Gatewood se había retirado a una pequeña granja de ovejas en el sudoeste del condado de Cary, tan lejos de Bowmore y de su agua como podía, pero sin salir del condado. Durante su declaración, que duró tres días, negó rotundamente cualquier vertido realizado por la planta. En el juicio, Wes lo había acribillado sin compasión con una pila de documentos. Gatewood llamó mentirosos a los demás empleados de la compañía. Se negó a creer los informes que demostraban que había toneladas de derivados tóxicos que no habían salido de Bowmore, sino que simplemente se habían perdido. Se rió de las fotografías inculpatorias de algunos de los seiscientos bidones de DeL descompuesto desenterrados en el barranco de detrás de la planta. «Ustedes las han retocado», le dijo a Wes.
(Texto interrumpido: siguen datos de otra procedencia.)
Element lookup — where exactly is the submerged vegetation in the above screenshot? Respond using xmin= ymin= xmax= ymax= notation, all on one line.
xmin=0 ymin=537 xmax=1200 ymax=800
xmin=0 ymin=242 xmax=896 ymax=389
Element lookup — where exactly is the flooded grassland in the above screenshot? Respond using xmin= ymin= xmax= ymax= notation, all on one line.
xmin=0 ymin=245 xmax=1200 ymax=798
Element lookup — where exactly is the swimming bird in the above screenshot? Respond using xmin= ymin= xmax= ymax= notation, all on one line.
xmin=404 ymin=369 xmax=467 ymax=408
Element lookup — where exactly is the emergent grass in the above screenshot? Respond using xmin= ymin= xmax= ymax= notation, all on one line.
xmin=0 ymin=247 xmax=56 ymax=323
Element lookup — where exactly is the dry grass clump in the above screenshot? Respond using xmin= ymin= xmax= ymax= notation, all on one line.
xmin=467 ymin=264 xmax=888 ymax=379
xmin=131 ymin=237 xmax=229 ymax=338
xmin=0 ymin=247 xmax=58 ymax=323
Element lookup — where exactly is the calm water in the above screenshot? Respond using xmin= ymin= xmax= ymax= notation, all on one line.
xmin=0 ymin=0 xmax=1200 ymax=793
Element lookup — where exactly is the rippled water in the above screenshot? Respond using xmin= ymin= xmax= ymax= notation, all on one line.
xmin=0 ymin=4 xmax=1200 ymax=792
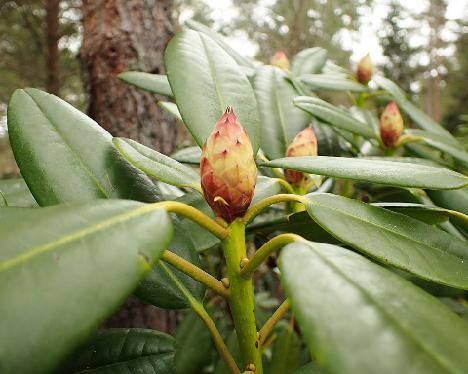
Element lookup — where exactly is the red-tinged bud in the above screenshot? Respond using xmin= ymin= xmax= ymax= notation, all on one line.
xmin=200 ymin=106 xmax=257 ymax=222
xmin=284 ymin=127 xmax=317 ymax=186
xmin=380 ymin=101 xmax=404 ymax=147
xmin=356 ymin=55 xmax=373 ymax=84
xmin=270 ymin=51 xmax=290 ymax=70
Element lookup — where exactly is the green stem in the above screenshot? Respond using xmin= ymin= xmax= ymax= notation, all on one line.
xmin=160 ymin=263 xmax=240 ymax=374
xmin=242 ymin=194 xmax=307 ymax=224
xmin=240 ymin=234 xmax=304 ymax=279
xmin=161 ymin=251 xmax=229 ymax=298
xmin=154 ymin=201 xmax=229 ymax=239
xmin=223 ymin=219 xmax=263 ymax=374
xmin=258 ymin=299 xmax=289 ymax=345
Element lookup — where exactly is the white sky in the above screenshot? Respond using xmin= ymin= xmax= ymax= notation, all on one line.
xmin=197 ymin=0 xmax=468 ymax=63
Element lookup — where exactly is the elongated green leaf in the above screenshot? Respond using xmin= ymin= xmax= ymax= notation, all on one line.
xmin=113 ymin=138 xmax=200 ymax=190
xmin=406 ymin=130 xmax=468 ymax=167
xmin=185 ymin=19 xmax=255 ymax=69
xmin=158 ymin=101 xmax=184 ymax=123
xmin=175 ymin=312 xmax=214 ymax=374
xmin=135 ymin=216 xmax=207 ymax=309
xmin=291 ymin=47 xmax=327 ymax=76
xmin=280 ymin=243 xmax=468 ymax=374
xmin=8 ymin=88 xmax=159 ymax=206
xmin=372 ymin=203 xmax=468 ymax=229
xmin=294 ymin=96 xmax=377 ymax=139
xmin=0 ymin=178 xmax=37 ymax=208
xmin=0 ymin=200 xmax=172 ymax=373
xmin=117 ymin=71 xmax=174 ymax=97
xmin=261 ymin=156 xmax=468 ymax=190
xmin=164 ymin=30 xmax=259 ymax=152
xmin=299 ymin=74 xmax=367 ymax=92
xmin=306 ymin=194 xmax=468 ymax=289
xmin=254 ymin=66 xmax=310 ymax=158
xmin=59 ymin=329 xmax=175 ymax=374
xmin=171 ymin=147 xmax=201 ymax=165
xmin=268 ymin=325 xmax=301 ymax=374
xmin=372 ymin=74 xmax=452 ymax=137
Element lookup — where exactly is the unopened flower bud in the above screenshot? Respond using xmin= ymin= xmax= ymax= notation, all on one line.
xmin=284 ymin=127 xmax=317 ymax=185
xmin=356 ymin=55 xmax=373 ymax=84
xmin=270 ymin=51 xmax=289 ymax=70
xmin=200 ymin=106 xmax=257 ymax=222
xmin=380 ymin=101 xmax=404 ymax=147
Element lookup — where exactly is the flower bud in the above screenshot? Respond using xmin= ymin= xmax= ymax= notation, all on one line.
xmin=380 ymin=101 xmax=404 ymax=147
xmin=200 ymin=106 xmax=257 ymax=222
xmin=270 ymin=51 xmax=289 ymax=70
xmin=357 ymin=54 xmax=373 ymax=84
xmin=284 ymin=127 xmax=317 ymax=186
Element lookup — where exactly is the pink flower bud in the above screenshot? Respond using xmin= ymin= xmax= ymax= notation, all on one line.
xmin=270 ymin=51 xmax=290 ymax=70
xmin=357 ymin=55 xmax=373 ymax=84
xmin=200 ymin=106 xmax=257 ymax=222
xmin=284 ymin=127 xmax=317 ymax=186
xmin=380 ymin=101 xmax=404 ymax=147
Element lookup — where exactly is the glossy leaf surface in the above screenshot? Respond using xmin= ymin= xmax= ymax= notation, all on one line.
xmin=280 ymin=243 xmax=468 ymax=374
xmin=0 ymin=200 xmax=172 ymax=373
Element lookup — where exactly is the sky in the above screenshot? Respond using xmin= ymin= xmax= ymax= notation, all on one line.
xmin=197 ymin=0 xmax=468 ymax=63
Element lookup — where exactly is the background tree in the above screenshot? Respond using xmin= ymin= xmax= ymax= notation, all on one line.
xmin=80 ymin=0 xmax=176 ymax=153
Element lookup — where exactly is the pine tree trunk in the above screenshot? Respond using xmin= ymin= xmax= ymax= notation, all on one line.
xmin=80 ymin=0 xmax=176 ymax=154
xmin=80 ymin=0 xmax=176 ymax=332
xmin=46 ymin=0 xmax=60 ymax=95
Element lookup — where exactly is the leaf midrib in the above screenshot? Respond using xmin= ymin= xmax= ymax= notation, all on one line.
xmin=0 ymin=204 xmax=162 ymax=273
xmin=24 ymin=91 xmax=110 ymax=198
xmin=309 ymin=245 xmax=456 ymax=373
xmin=309 ymin=200 xmax=468 ymax=261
Su testificación fue una sarta de mentiras tan evidente que el juez Harrison habló sin ambages, a puerta cerrada, de acusarlo de perjuro. Gatewood era arrogante, beligerante e irascible y consiguió que el jurado despreciara a Krane ChemicaL Fue un testigo de peso para la demandante, aunque testificó únicamente después de que tuvieran que arrastrarlo hasta el tribunal con una citación. Jared Kurtin lo habría estrangulado.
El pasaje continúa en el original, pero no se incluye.